The Python Round

Python shows up in 65% of data engineer interview loops, usually as a 45 to 60 minute live coding round or a take-home assignment. The format catches candidates off guard because it is not LeetCode. Interviewers want to see if you can parse a messy file, deduplicate records, and write production-quality data transformation code without reaching for pandas on every problem. This page is one of eight rounds in the complete data engineer interview preparation framework.

What the Python Round Actually Tests

Pattern frequency from 1,042 interview reports. Note that algorithmic LeetCode-style problems are a small fraction. Data manipulation dominates.

Pattern	Share of Python Questions	Common In
For loops over records	13.1%	Every loop
Function definition with type hints	9.0%	L4+, FAANG
List comprehensions	8.2%	Every loop
Dict-as-index lookup	7.1%	Every loop
if/else branching on row state	6.3%	Every loop
Algorithm fundamentals (sort, hash)	7.9%	FAANG only
Class definition (lightweight)	4.4%	L4+, infra-heavy roles
Sorting with custom keys	3.6%	Every loop
Generator and yield	3.2%	L4+, scale-focused roles
JSON and CSV parsing	8.7%	Every loop
collections.defaultdict, Counter	6.1%	L4+
File I/O with context managers	5.4%	Every loop
Date and timezone handling	4.2%	Analytics roles
Pandas DataFrame ops (when allowed)	5.8%	Analytics, take-homes

Five Worked Solutions From Real Loops

Each solution uses standard library Python only. Pandas equivalents are noted in the explanation but not used in the answer because most live coding rounds disallow it.

Pattern: JSON Flattening

Flatten a nested JSON object into one level

Recurse over keys. Concatenate parent keys with a separator. Decide upfront how to handle lists: explode into rows or serialize to a string. State the decision out loud.

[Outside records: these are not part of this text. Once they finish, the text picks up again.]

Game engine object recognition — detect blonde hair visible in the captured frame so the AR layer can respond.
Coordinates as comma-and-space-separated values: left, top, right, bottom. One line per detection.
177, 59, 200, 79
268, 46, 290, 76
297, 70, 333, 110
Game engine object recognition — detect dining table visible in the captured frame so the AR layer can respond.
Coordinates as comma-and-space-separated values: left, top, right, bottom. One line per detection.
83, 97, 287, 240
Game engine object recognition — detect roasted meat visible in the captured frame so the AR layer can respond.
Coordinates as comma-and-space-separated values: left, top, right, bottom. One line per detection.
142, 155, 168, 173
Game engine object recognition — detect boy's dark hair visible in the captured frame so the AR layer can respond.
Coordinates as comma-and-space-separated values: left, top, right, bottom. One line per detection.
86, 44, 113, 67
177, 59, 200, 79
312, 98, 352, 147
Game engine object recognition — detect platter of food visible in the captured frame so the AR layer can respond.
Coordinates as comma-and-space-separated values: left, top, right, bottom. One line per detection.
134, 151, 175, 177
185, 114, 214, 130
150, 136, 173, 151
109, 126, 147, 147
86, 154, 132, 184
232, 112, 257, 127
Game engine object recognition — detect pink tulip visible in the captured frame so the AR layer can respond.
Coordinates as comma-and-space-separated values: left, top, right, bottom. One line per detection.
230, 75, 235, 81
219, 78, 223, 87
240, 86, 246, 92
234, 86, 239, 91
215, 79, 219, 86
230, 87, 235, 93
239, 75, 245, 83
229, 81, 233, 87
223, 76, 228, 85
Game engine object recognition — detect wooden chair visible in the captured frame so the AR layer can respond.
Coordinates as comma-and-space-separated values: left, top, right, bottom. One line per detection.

def flatten(obj, prefix="", sep="."):
    out = {}
    if isinstance(obj, dict):
        for k, v in obj.items():
            key = f"{prefix}{sep}{k}" if prefix else k
            out.update(flatten(v, key, sep))
    elif isinstance(obj, list):
        out[prefix] = ",".join(str(x) for x in obj)
    else:
        out[prefix] = obj
    return out

# Example
nested = {"user": {"id": 1, "addr": {"city": "NYC", "zip": "10001"}}}
print(flatten(nested))
# {"user.id": 1, "user.addr.city": "NYC", "user.addr.zip": "10001"}

Pattern: Composite Key Dedup

Deduplicate by (user_id, event_type), keep latest

Two valid approaches. The dict-keyed-on-tuple approach is O(n) and uses O(n) extra memory. The sort-then-iterate approach is O(n log n) with O(1) extra memory if you sort in place. Mention the tradeoff before writing.

def dedup_latest(records):
    latest = {}
    for r in records:
        key = (r["user_id"], r["event_type"])
        if key not in latest or r["ts"] > latest[key]["ts"]:
            latest[key] = r
    return list(latest.values())

# Edge cases to mention:
# - Empty input returns []
# - Equal timestamps: keeps whichever comes last in input order

Pattern: Sessionization

Group events into sessions with 30-min inactivity gap

Real production code from a web analytics pipeline. Sort by user_id and ts, then walk the sorted list. Increment session_id when the gap exceeds the threshold or when the user changes.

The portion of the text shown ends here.